Call a quitline for help

According to the US Surgeon General, quitting is hard. But for smoking cessation advocates, what matters is that a smoker attempts—no matter how many times he or she fails, because the chances of succeeding increase.

The WHO global report on the tobacco epidemic 2015 stated that “most smokers want to quit but find it difficult because of the extreme addictiveness of nicotine.”

Parties to the WHO Framework Convention on Tobacco Control (WHO FCTC) should offer quitlines, as indicated in its guideline for implementing Article 14 of the convention on smoking cessation. The guideline said the quitlines should be “free and offer proactive support, and should be widely publicized and advertised.”

In addition, the guideline indicated, “parties are encouraged to include the quitline number on tobacco product packaging.”

Quitlines, which are telephone-based programs, have been shown to be effective in helping people quit smoking. Quitline services provides proactive counseling to the caller, whether he or she is the smoker or wants to help a smoker, and is manned by qualified practitioners in helping people stop smoking.
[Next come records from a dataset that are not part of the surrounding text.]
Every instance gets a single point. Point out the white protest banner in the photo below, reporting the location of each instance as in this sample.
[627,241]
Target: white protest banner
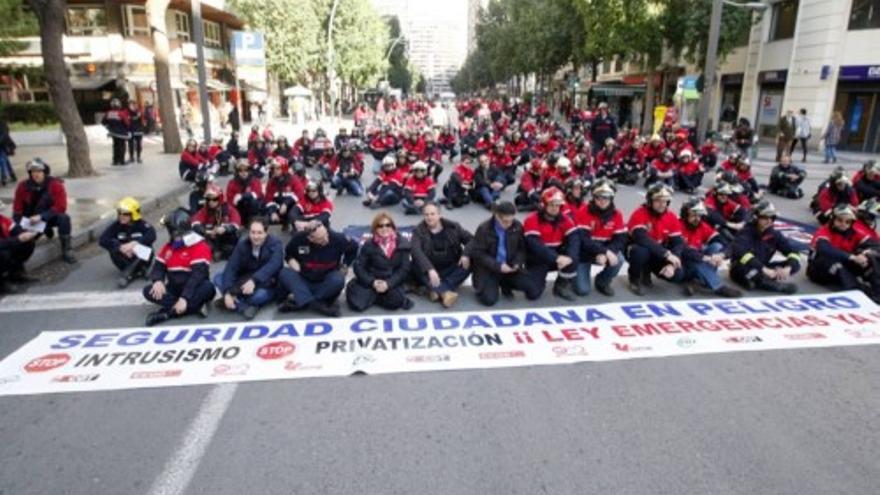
[68,361]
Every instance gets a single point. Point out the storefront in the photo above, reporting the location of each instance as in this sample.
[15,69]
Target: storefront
[858,99]
[772,84]
[731,92]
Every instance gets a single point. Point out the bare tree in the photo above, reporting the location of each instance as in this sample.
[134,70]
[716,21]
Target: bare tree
[156,10]
[50,16]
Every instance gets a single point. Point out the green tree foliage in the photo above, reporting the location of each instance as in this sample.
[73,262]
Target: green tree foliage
[17,21]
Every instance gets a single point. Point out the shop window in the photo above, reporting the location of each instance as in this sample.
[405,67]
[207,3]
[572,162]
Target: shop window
[865,14]
[181,26]
[783,20]
[212,34]
[134,18]
[86,21]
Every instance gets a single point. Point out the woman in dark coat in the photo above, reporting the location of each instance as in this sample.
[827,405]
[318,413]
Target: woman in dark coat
[381,269]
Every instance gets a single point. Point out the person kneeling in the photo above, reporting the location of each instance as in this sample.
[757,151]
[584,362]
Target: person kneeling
[845,256]
[381,269]
[249,279]
[129,241]
[317,261]
[439,262]
[180,276]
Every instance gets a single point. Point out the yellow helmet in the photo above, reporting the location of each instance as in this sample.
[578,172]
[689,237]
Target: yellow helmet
[129,205]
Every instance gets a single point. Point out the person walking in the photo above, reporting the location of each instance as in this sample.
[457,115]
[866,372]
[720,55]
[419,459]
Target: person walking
[832,137]
[802,133]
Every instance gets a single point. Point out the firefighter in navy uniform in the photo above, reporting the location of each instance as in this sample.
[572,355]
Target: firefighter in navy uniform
[657,242]
[753,248]
[845,256]
[43,198]
[16,247]
[218,222]
[180,278]
[553,243]
[122,236]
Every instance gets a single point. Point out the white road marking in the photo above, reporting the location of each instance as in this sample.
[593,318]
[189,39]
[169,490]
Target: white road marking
[180,467]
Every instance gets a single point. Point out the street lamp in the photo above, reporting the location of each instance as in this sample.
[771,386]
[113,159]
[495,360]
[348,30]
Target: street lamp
[711,58]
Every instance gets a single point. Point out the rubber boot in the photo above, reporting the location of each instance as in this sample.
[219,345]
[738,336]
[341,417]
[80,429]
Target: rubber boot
[66,251]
Quitting smoking the ‘cold turkey way is not the only way, and those residing in the US can call 1-800-QUIT-NOW (1-800-784-8669). For a free and confidential telephone service providing customized assistance to help a smoker with his or her smoking attempt, residents of Australia can call 13 7848 (13 QUIT). Those in the Philippines can call the recently launched quitline, 165364.

A brain circuit and smoking cessation

Early this year, a team of researchers at the Medical University of South Carolina (MUSC) Hollings Cancer Center reported their recent findings: a link exists between the strength of communication in a brain circuit that inhibits automated behavior and the ability to resist smoking.

According to the summary report posted in the JAMA Psychiatry, “smoking becomes an automated behavior over time,” and so the researchers, led by  Brett Froeliger, Ph.D, an addiction scientist in the MUSC Department of Neuroscience and Hollings Cancer Center, wanted to find out if there was a link between the brain’s circuitry that drives habits and a smokers weakness for a relapse.

The research indicated that smokers who have stronger communication in this circuit, called the inhibitory control network, have greater chances at quitting smoking successfully.

These findings likewise explained “why some smokers who are trying to resist smoking have more success than others.”

According to a MUSC report, further examinations of “therapies that support this pathway could help smokers who are trying to quit.”